Examples of gear: Nansen, Nisken, Van Dorn, Kimmerer…or simply by homemade
weighting bottle

• This method is used mainly for collecting small forms of plankton.

• The water is collected at the sampling site in bottles or water samplers of 5 to 20
litre capacity.
• The sterile bottles should be preferred.
• While collecting the water samples, there should be minimum disturbance of
water to prevent avoidance reaction by plankton.
• The plankton are then concentrated by allowing them to settle, centrifuging or
fine filtration.

Advantages
a. it is easy to operate and sampling depths are accurately known.
b.
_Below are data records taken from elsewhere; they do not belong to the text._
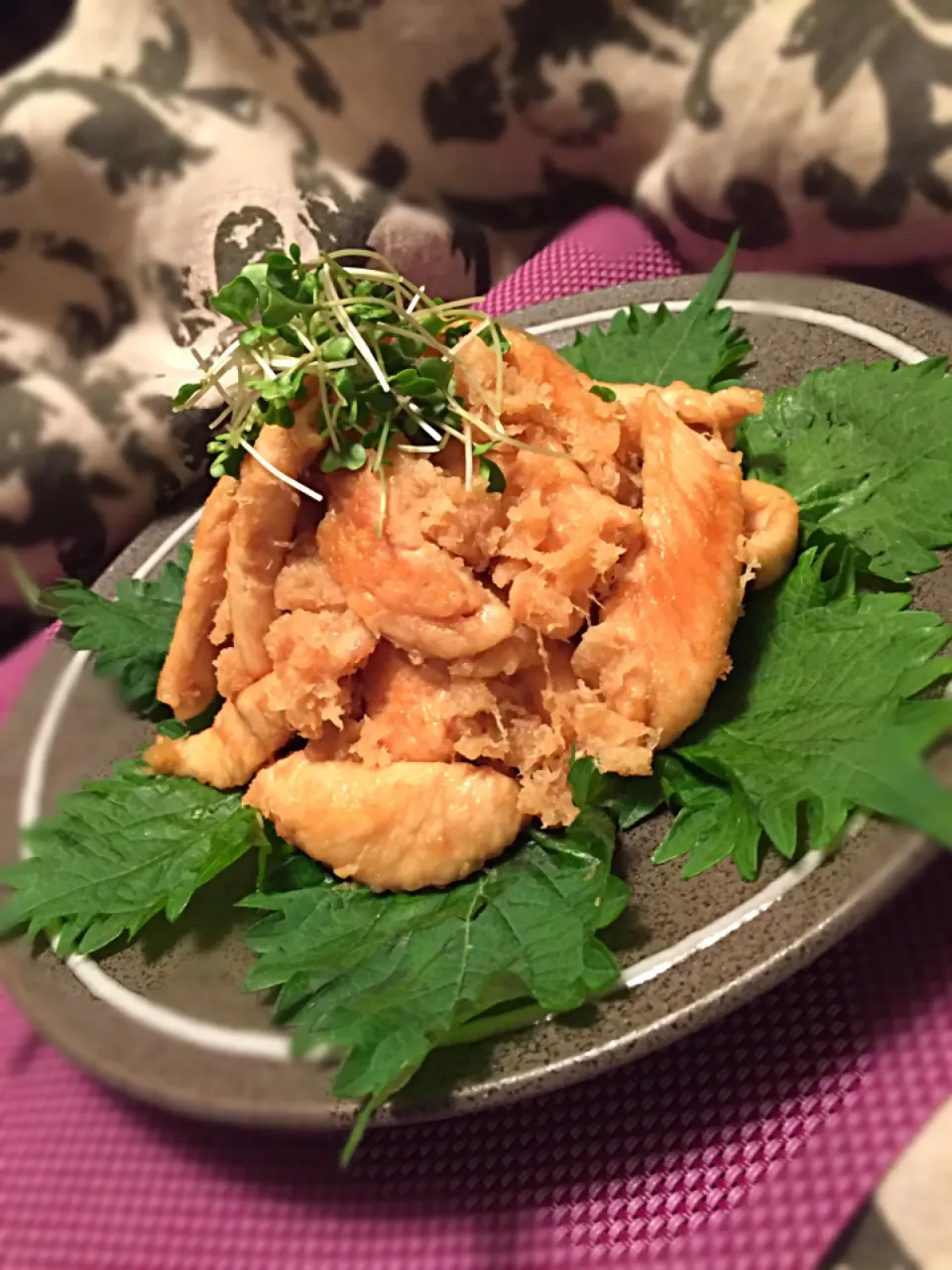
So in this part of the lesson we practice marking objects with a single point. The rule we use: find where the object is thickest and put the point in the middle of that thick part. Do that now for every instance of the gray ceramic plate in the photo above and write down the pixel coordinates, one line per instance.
(166, 1020)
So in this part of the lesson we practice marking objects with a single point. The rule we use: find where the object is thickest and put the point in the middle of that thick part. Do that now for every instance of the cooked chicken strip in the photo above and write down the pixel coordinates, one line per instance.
(717, 413)
(772, 527)
(186, 683)
(261, 536)
(393, 828)
(306, 581)
(562, 540)
(417, 594)
(245, 734)
(313, 654)
(662, 642)
(544, 402)
(414, 712)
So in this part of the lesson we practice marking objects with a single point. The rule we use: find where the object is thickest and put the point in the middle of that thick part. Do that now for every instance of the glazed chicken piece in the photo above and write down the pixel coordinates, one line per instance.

Collects all phytoplankton (including nanoplankton)
c. Can determine detailed vertical profiles if take samples at different depths
d. Quantitative (can sample known volume)
Disadvantages
a. Need many samples to get a vertical profile
b. May miss phytoplankton in between sampling points
c. Samples often need to be concentrated for counting (settling)

Procedure
Lower the water sampler while in an open state to the desired sampling depth, then
release the messenger weight. The messenger weight will falls down inside on sliding
rail and hit the release mechanism of the water sampler, which will close on both
sides. By this way, the water together with the planktonic organisms of the specified
column is trapped inside. Pull the sampler back into the boat, fill your sample in a 1 L
polycarbonate sampling bottle and store the bottle in the closed cooler.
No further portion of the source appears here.